Fournier-Laroque ist seit zehn Jahren im Austerngeschäft, er hat bei diversen Züchtern rund um die Bucht von Arcachon gearbeitet und sich vor fünf Jahren selbstständig gemacht. «Das Becken ist die beste Brutstation für Austernbabys», erklärt er. Tatsächlich entwickeln die winzigen Larven sich in dem relativ warmen Wasser besser als im kühlen Atlantik. Sie setzen sich besonders gerne an gekalkten Dachziegeln fest - was die vielen Stapel von Tonziegeln im Dorf erklärt.
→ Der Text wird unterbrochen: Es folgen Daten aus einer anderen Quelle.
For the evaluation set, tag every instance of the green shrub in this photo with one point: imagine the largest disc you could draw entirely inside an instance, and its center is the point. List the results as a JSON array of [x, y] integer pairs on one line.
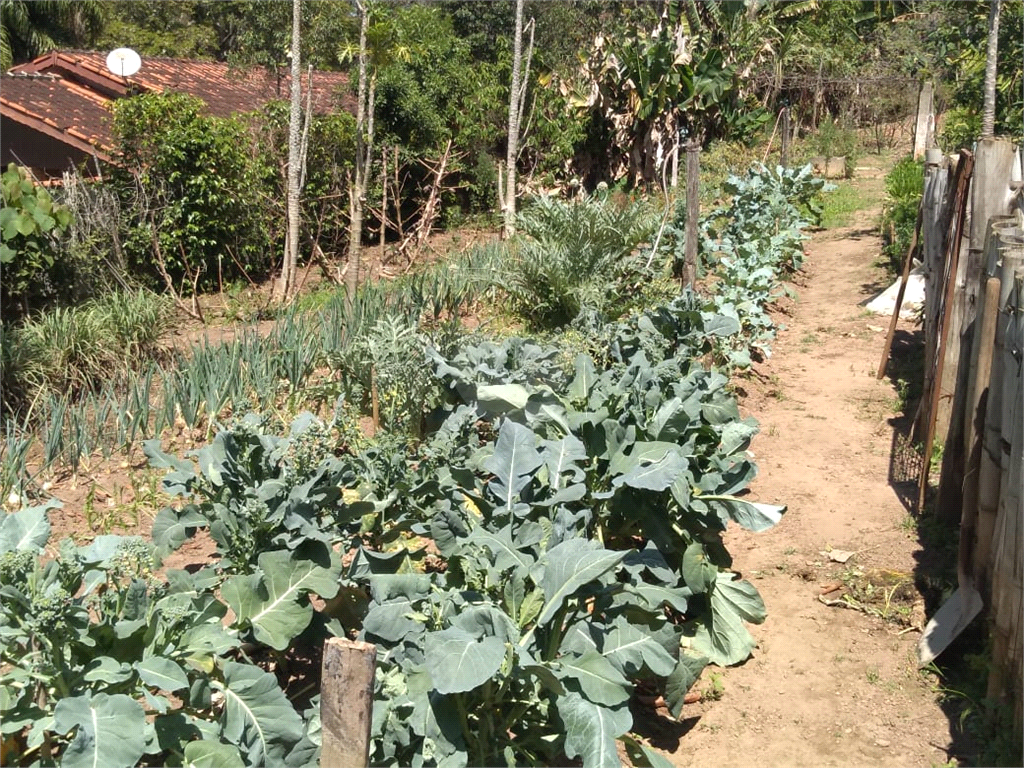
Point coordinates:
[[197, 196], [904, 185], [961, 128], [32, 224], [578, 255], [69, 350], [835, 139]]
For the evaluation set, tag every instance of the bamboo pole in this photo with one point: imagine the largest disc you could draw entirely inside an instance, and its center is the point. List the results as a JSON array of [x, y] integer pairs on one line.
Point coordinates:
[[957, 213], [899, 294], [346, 702], [984, 342], [936, 205], [990, 474], [982, 339], [1008, 574]]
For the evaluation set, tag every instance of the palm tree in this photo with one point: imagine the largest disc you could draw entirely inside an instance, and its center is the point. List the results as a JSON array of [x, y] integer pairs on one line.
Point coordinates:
[[28, 29], [988, 110]]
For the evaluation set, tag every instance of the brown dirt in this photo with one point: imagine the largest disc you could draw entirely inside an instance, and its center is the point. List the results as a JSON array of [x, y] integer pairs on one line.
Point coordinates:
[[826, 686]]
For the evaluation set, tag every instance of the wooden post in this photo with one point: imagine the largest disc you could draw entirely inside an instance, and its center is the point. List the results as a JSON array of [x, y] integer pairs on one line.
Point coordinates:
[[1008, 574], [984, 330], [899, 295], [784, 156], [981, 371], [958, 211], [692, 212], [934, 215], [346, 702], [990, 473], [921, 133]]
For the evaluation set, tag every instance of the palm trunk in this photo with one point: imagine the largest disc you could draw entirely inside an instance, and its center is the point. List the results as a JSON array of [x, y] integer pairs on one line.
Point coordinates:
[[357, 193], [286, 283], [988, 111], [515, 101]]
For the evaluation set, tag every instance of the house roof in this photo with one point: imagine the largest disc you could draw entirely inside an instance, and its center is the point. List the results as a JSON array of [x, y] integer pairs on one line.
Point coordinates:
[[58, 109], [67, 94]]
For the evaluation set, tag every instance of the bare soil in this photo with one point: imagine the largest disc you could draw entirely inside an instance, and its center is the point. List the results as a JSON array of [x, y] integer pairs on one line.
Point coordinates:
[[834, 680], [826, 685]]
Auf der Strandterrasse haben sich unterdessen mehrere Paare und Familien unter dem rot gestrichenen Sonnendach niedergelassen. Auf den schlichten Klapptischen stehen Drahtgestelle, auf denen die großen Platten voller Austern und Meeresfrüchte Platz finden. Dazu gibt es frisches Baguette, kleine Päckchen Butter und ein paar Zitronenschnitze. Manche Feinschmecker halten die Zitronen für überflüssig, sie töteten den zarten Eigengeschmack der Auster, meinen sie.
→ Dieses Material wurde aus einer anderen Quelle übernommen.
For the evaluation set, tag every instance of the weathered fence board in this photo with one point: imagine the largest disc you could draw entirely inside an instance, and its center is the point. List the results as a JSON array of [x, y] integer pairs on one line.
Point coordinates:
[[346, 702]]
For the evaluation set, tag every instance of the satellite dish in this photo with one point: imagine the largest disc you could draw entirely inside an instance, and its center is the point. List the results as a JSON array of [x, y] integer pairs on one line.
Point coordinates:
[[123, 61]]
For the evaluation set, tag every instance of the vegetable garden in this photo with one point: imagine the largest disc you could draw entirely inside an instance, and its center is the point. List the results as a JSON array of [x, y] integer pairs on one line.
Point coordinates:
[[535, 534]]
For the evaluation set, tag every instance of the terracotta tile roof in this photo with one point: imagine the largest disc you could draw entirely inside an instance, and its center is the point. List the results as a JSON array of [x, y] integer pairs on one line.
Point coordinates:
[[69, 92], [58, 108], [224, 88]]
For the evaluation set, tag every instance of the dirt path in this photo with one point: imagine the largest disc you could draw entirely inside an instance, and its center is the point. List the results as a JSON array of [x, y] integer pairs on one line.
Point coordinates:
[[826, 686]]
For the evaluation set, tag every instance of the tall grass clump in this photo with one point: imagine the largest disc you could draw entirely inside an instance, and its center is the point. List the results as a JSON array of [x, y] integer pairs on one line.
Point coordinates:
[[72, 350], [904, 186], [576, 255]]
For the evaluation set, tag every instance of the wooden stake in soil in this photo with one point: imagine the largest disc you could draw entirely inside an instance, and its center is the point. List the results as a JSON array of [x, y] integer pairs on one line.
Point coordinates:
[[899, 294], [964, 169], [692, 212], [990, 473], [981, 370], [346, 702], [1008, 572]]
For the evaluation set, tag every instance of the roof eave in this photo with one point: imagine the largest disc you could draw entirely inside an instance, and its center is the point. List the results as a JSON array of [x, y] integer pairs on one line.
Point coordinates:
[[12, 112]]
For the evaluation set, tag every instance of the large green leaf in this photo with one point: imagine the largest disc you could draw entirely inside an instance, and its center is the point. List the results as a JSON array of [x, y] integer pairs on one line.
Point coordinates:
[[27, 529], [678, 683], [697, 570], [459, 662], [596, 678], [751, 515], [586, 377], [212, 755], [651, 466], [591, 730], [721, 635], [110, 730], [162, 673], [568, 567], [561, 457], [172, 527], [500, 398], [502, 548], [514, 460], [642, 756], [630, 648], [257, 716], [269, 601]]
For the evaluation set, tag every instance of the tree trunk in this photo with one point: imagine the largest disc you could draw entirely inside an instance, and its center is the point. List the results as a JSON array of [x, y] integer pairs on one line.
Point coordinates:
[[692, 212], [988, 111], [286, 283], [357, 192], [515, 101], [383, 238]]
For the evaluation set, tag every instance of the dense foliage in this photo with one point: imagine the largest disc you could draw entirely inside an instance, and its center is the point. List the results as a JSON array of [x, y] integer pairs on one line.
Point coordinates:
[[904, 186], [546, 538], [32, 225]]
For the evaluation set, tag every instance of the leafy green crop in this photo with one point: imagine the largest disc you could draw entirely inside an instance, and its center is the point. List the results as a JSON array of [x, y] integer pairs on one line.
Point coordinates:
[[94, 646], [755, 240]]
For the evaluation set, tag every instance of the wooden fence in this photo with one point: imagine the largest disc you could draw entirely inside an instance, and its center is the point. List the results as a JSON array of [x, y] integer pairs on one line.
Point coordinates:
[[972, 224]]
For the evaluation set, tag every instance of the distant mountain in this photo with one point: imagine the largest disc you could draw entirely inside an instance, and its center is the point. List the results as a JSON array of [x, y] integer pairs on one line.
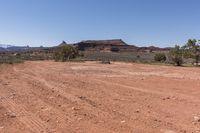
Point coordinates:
[[11, 48]]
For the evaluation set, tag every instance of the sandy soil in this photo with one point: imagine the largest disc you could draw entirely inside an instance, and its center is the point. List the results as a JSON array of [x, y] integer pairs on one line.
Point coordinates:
[[97, 98]]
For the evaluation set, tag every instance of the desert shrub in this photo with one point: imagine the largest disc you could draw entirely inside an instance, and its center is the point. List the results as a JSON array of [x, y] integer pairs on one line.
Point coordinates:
[[115, 49], [105, 62], [160, 57], [176, 54], [66, 53]]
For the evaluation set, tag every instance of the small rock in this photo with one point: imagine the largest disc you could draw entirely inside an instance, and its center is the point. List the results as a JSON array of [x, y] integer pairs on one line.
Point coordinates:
[[12, 115], [137, 111], [196, 118], [123, 121], [79, 119]]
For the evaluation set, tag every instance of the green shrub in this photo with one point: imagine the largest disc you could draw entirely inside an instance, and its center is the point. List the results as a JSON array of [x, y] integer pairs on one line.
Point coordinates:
[[160, 57], [66, 53], [176, 55]]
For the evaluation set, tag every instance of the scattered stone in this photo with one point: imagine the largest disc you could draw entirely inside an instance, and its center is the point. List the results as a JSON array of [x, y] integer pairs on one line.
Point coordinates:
[[11, 114], [166, 98], [137, 111], [123, 121], [167, 131], [73, 108], [197, 118], [79, 119]]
«Ich liebe Austern. Sie schmecken, als ob man das Meer auf den Mund küsst», sagte der französische Dichter Léon-Paul Fargue. Recht hat er. Eine Auster schmeckt erstmal salzig und nach dem Meerwasser, in dem sie badet. Aber wenn man sie zerkaut, entfaltet sich ein frischer nussiger oder auch süßlicher Geschmack. Dazu passt nichts besser als ein leichter Weißwein.
So wie Fournier-Laroque bieten mehrere Austernzüchter in L'Herbe und anderen Dörfern auf der Halbinsel ihre Ware zum Verkosten an. Nebenan bevölkern lustige Gestalten die Terrasse - sein Nachbar hat sie aus verrosteten Metallkugeln, bunten Seemannstauen und anderen Strandfundstücken gebastelt.
Der Blick schweift über die Bucht, in der das Wasser im Unterschied zur anderen Seite der Halbinsel ganz ruhig daliegt. Die Ebbe hat die sogenannten Austerntische freigelegt, Metallgestelle, auf denen die Austern in rechteckigen grobmaschigen Plastiksäcken liegen. Diese müssen häufig gewendet und geschüttelt werden, damit die Austern nicht zusammenwachsen und eine gleichmäßige Schale formen. Um die Orte zu markieren, an denen die Austern lagern, stecken die Züchter lange Holzstäbe ins Wasser.
Mittlerweile ist die Platte mit den Meeresfrüchten leer gegessen, zwei Spatzen picken frech die Brotkrümel auf, unter dem Tisch schleckt ein junger Hund eine heruntergefallene Austernschale aus. Zeit für einen Verdauungsspaziergang, dieses Mal nicht am Strand, sondern mitten durch den Kiefernwald.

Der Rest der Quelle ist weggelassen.